This article describes the data layout in parquet files and contains the row level respondent data for surveys defined in the Crunch Logical Schema.
Data columns
| column | type | required |
|---|---|---|
| row_id | INT | true |
| var_name | STRING | true |
| var_type | STRING | true |
| axis | LIST<STRING> | false |
| categorical_value | STRING | false |
| numeric_value | DOUBLE | false |
| datetime_value | TIMESTAMP[us] | false |
| text_value | STRING | false |
Examples
The first four examples are of atomic types. To save space, we show only a single non-null value field, though in the first row, categorical_value is "male" and the other three value fields are null. For age, numeric_value is 42 and the other three value fields are null:
| row_id | var_name | var_type | axis | categorical_value |
|---|---|---|---|---|
| 1 | gender | categorical | NULL | "male" |
| 1 | age | numeric | NULL | 42.0 |
| 1 | firstname | text | NULL | "Joe" |
| 1 | birthdate | datetime | NULL | 1970-01-01 00:00:00 |
| row_id | var_name | var_type | axis | categorical_value |
|---|---|---|---|---|
| 1 | awareness | categorical | ["apple"] | "yes" |
| 1 | awareness | categorical | ["borland"] | "yes" |
| 1 | awareness | categorical | ["corel"] | "no" |
For array variables, axis is an array.

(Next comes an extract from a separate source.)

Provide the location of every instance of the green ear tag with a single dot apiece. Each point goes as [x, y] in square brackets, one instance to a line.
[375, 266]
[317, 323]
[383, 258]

The first example is a one dimensional categorical array for awareness of Apple, Borland, and Corel.
A two-dimensional categorical array (brand metric) is represented as:
| row_id | var_name | var_type | axis | categorical_value |
|---|---|---|---|---|
| 1 | rating | categorical | ["apple", "value"] | "1" |
| 1 | rating | categorical | ["apple", "quality"] | "2" |
| 1 | rating | categorical | ["borland", "value"] | "2" |
| 1 | rating | categorical | ["borland", "quality"] | "3" |
This requires support for variable length arrays in the axis column. (In a system without this feature, you could support up to a fixed number of dimensions by having separate fields for, say, the first and second axes.)